Homework 4: Data Drama

Due: Tuesday, October 5, 2021 at 9:00PM ET.

Setup and Handin

Setup

  • Task: Create a file in Pyret called hw4-code.arr. You will write your solution in here.

  • Task: In the same way as in Homework 3, there's a file on Canvas called hw4-helper.arr. Copy and paste everything from this file into your new hw4-code.arr file. Do not look at hw4-helper.arr before you turn in Homework 3. We can tell when you look at something, and we'll be checking to see who peeks.

    How do I open hw4-helper.arr?

    Download this file from Canvas. You can open it in a plain-text editor (e.g. TextEdit, WordPad) to copy and paste into your hw4-code.arr file. If you want to see it in Pyret, navigate to code.pyret.org and hit "View in Google Drive". Once You're in the Google Drive folder, drag and drop the file in, right click on it > Open with > Pyret.

  • Task: Create a file in your preferred word processor (Google Docs, Word, TextEdit, WordPad, etc) called hw4-written.

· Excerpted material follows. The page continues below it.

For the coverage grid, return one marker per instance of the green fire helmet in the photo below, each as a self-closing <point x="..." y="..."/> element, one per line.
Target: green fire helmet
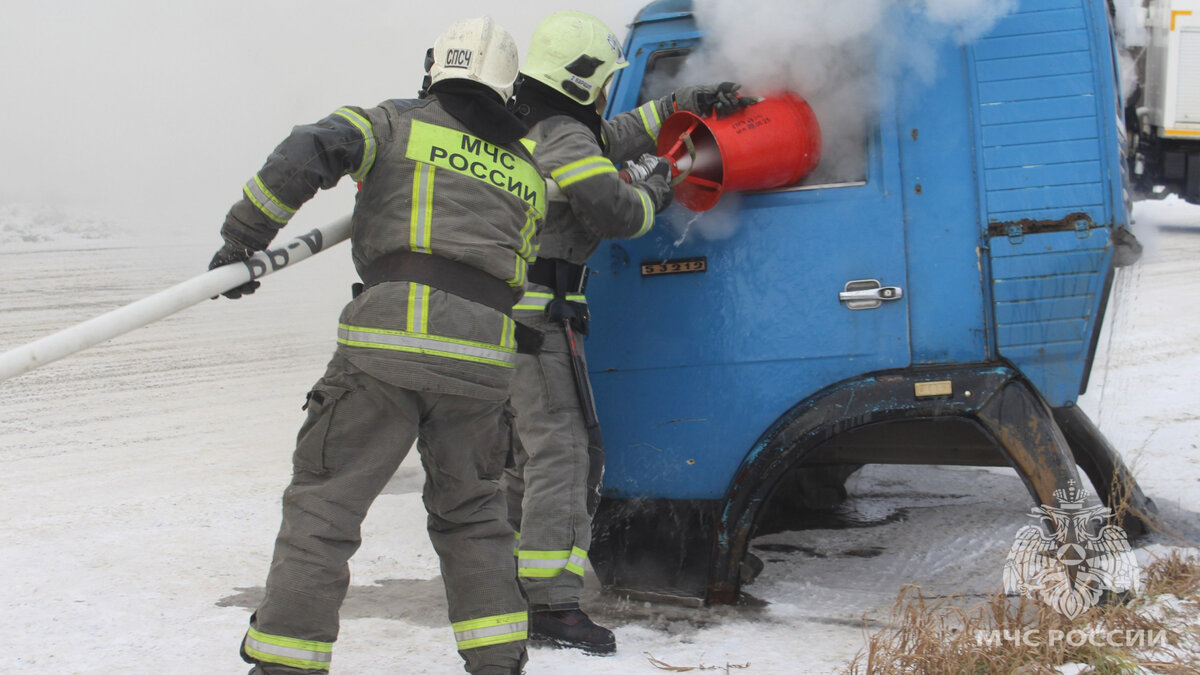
<point x="574" y="53"/>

  • You will be graded on the quality of your examples for each function.

    What does this mean?
    • High-quality examples cover the simple/basic cases for each parameter, values at/around any boundaries mentioned in the problem statement, common cases, and potentially subtle cases (e.g., strings with two uses of a character where a function is looking for one use).
    • You do not need to include examples for erroneous inputs (such as negative numbers if only positives make sense for the problem).
  • Do not put your name anywhere in the file.

Handin

  • Hit "Run", then paste this check block into the interactions window. All the tests should pass: if they don't, this means you have a typo in a function header.
    ​​check:
    ​​  t1 = table: id :: Number, age :: Number, town :: String, hobby :: String, has-car :: Boolean end
    ​​  t2 = table: part-name :: String, material :: String row: "", "" end
    ​​  t3 = table: material :: String, price :: Number row: "", 0 end
    ​​  t4 = table: name :: String, gender :: String, occupation :: String, num-visits :: Number, fav-trip :: String end
    ​​  exists = lam(f): true end
    ​​  customers-to-show-ad-to(CUSTOMERS, AD-INTERACTION, 0) is t1
    ​​  customers-in-kingman(t1) is t1
    ​​  exists(show-age-distrib) is true
    ​​  exists(show-car-proportions) is true
    ​​  part-cost("", t2, t3) is 0
    ​​  exists(clean-spork)
    ​​end
    
  • Download your code file and make sure is is called hw4-code.arr. Download or save your written file and make sure it is a PDF called hw4-written.pdf. If your written file is not a PDF, we might not be able to grade it. Hand in your work on Gradescope.

Remember your resources!

The Assignment

Part 1: Even more ads!

Learning Goals:

  • Practice writing functions that take tables as inputs
  • Practice testing tables
  • Work with library functions that create plots and charts of tabular data

Part 1A: Multiple ads

Remember to use the CS0111 Table documentation (linked in Setup and Handin), not the official documentation. If your code uses constructs named sieve or extend (without functions), for example, you are using the wrong version.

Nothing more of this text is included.